As Magada explained, Youngstown’s poverty rate of 32.6 percent is the highest poverty rate in the country for a city its size.
“Through no fault of their own, they were born into one of the poorest places in America,” he said.
Flying High Inc. helps Youngstown youths age 12 to 21 find jobs, gives them instruction on how to be successful in life and provides recreation opportunities.
Friday’s night’s lessons on peer pressure and making good choices were interspersed with performances by dancing and singing groups such as Mane Atraktion, Legal Affect and Dangerous Squad.
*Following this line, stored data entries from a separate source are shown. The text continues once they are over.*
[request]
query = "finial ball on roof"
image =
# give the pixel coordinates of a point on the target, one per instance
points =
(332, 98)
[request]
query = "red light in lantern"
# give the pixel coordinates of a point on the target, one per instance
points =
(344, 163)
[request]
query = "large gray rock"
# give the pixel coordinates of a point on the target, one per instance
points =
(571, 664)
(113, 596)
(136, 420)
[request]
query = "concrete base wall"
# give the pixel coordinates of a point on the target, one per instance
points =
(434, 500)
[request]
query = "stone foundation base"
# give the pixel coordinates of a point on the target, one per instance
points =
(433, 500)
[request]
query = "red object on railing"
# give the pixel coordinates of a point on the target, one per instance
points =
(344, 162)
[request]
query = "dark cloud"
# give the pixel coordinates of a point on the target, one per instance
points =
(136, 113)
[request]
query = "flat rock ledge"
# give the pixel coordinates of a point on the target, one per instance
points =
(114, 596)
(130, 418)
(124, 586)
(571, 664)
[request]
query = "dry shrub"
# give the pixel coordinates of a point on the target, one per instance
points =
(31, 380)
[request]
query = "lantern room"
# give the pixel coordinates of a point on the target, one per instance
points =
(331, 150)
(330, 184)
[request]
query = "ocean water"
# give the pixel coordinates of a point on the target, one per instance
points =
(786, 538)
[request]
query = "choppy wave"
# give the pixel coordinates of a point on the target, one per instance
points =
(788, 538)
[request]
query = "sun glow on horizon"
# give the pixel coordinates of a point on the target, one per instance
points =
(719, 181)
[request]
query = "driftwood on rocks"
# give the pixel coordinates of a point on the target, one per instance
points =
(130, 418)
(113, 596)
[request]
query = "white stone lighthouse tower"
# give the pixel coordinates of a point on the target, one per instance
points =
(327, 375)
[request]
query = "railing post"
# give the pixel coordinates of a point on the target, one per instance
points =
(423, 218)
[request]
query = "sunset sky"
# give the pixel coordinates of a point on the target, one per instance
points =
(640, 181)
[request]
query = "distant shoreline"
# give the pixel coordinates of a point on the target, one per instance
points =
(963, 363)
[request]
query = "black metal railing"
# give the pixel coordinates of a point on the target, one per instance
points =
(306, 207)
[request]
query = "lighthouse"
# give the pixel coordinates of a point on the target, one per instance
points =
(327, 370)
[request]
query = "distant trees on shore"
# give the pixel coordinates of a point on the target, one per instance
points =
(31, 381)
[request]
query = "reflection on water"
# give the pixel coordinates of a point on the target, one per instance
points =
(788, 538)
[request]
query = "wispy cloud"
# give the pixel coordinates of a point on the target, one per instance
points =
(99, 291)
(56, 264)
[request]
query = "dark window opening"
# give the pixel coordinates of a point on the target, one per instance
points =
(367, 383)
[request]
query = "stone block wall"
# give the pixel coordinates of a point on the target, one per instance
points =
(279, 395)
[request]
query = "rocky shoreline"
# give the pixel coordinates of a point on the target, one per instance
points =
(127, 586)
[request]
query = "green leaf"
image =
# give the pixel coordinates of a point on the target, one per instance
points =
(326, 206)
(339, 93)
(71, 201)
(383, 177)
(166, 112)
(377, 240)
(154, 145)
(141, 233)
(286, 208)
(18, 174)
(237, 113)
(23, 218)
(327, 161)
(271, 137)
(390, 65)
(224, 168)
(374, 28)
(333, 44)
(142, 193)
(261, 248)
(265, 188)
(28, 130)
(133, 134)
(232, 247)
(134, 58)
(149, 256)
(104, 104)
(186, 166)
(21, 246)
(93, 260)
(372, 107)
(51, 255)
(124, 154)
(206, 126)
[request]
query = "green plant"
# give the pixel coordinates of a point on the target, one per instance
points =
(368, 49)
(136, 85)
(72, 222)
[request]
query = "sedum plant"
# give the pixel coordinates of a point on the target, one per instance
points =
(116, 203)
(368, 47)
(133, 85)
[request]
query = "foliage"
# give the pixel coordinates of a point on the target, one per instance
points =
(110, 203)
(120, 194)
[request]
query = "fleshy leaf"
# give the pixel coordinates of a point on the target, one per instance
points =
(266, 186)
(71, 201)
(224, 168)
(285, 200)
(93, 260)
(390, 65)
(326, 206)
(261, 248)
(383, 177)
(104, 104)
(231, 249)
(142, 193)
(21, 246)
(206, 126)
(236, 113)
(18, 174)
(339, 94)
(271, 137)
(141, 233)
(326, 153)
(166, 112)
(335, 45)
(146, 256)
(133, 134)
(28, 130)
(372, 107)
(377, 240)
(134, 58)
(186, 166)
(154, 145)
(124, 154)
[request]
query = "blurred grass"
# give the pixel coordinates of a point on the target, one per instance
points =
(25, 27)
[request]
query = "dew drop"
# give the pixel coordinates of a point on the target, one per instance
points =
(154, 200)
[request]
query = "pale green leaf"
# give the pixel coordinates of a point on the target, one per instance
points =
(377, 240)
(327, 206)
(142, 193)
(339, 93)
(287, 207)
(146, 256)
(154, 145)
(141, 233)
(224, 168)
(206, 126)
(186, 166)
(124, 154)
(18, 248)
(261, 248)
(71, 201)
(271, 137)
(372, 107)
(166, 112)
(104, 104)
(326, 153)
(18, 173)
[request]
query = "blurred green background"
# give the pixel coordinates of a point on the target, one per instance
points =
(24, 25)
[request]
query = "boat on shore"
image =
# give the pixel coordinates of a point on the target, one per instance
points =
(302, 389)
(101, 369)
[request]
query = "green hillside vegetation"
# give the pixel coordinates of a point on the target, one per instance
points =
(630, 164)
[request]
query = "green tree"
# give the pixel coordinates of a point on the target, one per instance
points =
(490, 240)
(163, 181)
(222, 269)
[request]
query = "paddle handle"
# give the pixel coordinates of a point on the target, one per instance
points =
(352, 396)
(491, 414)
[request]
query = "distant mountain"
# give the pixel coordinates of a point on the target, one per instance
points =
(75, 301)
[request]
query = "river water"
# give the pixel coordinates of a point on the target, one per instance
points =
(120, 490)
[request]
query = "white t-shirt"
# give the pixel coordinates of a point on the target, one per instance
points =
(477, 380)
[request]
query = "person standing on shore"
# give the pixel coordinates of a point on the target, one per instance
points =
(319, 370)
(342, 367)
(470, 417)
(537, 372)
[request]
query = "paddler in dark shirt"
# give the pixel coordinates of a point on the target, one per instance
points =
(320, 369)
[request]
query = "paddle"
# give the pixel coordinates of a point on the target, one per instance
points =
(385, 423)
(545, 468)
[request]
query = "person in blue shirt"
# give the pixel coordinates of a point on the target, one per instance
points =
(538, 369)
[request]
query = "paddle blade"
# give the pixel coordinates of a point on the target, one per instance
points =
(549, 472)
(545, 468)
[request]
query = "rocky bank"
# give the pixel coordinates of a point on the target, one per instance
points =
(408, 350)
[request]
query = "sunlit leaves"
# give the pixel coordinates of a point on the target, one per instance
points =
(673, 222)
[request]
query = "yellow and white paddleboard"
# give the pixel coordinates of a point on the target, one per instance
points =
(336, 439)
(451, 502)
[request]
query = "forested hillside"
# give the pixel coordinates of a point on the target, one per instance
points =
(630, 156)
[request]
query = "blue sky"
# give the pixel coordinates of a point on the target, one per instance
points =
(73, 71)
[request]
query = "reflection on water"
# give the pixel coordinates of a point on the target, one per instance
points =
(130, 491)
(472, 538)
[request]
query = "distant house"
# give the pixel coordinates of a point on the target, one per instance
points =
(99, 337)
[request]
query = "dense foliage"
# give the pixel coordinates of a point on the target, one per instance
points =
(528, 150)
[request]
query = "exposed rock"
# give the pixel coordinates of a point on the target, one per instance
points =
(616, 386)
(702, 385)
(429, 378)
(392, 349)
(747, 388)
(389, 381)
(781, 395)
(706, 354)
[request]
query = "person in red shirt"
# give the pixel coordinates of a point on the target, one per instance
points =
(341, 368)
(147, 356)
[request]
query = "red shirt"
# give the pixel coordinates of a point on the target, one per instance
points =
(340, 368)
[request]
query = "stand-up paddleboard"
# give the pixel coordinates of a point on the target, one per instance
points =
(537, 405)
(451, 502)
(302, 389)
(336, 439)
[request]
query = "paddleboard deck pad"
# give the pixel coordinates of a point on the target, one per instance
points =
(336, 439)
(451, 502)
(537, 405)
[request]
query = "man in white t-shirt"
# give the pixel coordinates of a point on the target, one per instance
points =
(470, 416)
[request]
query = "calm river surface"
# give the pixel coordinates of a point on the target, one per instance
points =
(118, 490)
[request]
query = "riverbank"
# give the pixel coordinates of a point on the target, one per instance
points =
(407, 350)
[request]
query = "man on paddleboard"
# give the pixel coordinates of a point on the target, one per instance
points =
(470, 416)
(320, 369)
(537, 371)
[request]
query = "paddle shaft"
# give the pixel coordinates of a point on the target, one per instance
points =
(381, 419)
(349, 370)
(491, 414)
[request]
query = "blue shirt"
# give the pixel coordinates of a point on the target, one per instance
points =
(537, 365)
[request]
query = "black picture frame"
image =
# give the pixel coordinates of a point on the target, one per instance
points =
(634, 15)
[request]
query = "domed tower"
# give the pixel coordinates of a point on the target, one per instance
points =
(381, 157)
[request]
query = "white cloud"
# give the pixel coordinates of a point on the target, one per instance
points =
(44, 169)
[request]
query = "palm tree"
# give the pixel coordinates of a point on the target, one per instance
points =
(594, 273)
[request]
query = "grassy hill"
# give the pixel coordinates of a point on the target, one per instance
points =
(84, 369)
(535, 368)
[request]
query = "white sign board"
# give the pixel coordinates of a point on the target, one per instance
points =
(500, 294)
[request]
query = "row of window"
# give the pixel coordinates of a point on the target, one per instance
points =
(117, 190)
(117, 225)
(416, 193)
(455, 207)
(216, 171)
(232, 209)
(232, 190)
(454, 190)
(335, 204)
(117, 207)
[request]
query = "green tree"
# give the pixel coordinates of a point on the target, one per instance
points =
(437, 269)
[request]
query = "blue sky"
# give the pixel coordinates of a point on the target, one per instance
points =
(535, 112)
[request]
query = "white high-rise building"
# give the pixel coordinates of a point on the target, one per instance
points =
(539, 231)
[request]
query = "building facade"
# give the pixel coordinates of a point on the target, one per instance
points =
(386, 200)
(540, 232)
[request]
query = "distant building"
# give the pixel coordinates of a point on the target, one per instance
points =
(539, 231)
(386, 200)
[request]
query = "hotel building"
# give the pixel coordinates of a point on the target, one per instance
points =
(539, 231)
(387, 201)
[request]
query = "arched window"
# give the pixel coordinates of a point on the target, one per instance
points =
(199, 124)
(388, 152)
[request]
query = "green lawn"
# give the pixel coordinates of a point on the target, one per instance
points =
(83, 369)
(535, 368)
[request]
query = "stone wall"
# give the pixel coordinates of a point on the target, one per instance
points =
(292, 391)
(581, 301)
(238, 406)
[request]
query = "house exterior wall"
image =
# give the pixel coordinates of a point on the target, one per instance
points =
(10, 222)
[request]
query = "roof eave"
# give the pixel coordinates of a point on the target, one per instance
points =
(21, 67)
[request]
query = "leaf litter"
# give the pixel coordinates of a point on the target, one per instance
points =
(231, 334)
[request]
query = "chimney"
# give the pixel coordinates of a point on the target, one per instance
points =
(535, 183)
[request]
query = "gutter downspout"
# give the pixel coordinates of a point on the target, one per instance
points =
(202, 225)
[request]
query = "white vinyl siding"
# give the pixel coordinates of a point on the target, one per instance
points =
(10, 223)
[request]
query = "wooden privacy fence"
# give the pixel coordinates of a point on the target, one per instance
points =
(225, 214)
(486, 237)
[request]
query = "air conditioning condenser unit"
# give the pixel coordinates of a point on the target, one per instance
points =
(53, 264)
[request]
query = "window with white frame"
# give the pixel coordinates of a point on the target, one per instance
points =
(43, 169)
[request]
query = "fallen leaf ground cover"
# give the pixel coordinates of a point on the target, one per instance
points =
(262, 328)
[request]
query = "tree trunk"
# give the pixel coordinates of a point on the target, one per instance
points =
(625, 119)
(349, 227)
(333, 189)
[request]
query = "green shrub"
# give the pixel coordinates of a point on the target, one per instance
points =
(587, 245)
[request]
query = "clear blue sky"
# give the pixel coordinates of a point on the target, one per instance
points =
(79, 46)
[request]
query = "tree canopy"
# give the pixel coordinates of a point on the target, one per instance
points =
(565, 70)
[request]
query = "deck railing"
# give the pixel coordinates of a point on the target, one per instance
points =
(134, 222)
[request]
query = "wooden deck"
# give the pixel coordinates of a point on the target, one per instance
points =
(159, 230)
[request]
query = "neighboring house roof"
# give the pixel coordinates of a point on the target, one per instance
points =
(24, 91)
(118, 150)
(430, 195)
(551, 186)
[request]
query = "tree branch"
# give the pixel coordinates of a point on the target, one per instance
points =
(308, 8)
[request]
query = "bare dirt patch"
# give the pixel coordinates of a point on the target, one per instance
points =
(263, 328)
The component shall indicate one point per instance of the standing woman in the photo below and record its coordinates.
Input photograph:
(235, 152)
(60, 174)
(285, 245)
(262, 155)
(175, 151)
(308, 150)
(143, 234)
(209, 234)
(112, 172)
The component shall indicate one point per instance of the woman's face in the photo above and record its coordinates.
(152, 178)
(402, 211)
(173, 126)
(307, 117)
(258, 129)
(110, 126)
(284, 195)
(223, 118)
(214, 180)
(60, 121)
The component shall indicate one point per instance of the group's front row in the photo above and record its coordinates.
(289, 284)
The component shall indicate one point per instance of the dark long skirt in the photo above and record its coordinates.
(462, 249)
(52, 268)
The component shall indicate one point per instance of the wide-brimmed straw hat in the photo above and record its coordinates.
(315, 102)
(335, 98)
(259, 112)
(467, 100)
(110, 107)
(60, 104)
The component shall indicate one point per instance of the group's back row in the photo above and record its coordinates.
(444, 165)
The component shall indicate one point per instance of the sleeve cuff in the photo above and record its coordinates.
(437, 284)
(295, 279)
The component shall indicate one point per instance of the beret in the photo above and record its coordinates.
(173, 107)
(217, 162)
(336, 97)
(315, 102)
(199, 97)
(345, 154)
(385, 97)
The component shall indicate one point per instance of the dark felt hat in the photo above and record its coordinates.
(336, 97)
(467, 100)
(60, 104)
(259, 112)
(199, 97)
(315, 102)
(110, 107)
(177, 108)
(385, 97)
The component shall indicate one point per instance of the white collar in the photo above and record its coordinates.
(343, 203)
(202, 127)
Today’s main attraction is keynote speaker and author Edward DeJesus at 3:30 p.m. He is president and founder of the Youth Development and Research Fund of Maryland. But activities begin at 8:30 a.m., including a free lunch and giveaways. From 9 a.m. to 11:20 a.m., kids will be divided into groups by age and given lessons on topics such as destructive relationships and the value of education.
All activities are free.
The highlight of Friday night’s entertainment was a skit by Glen “Big Poppa” Williams of Youngstown, a 42-year-old South High School graduate who was a “gang banger” who sold drugs, did drugs, robbed and went to prison two times.
Williams and some helpers acted out scenes reminiscent of Williams’ own youth, showing a relationship with a girl ending in pregnancy and Williams denying that it was his, girls fighting, and boys getting mixed up in violence and murder.
After the skit, Williams took the microphone to speak out. “If I can stop [destructive behaviors], you can stop too,” he said.
“The choices are yours,” he said. “What do you want for yourself? We can be whatever we want to be. We definitely know we can be president, right?” he said.
“Are you being influenced or are you influencing?” Scott asked the crowd.
“Some of you can motivate people to get into a fight just by speaking,” she continued. “If you could use that energy for something positive, you could go a whole lot further,” she said.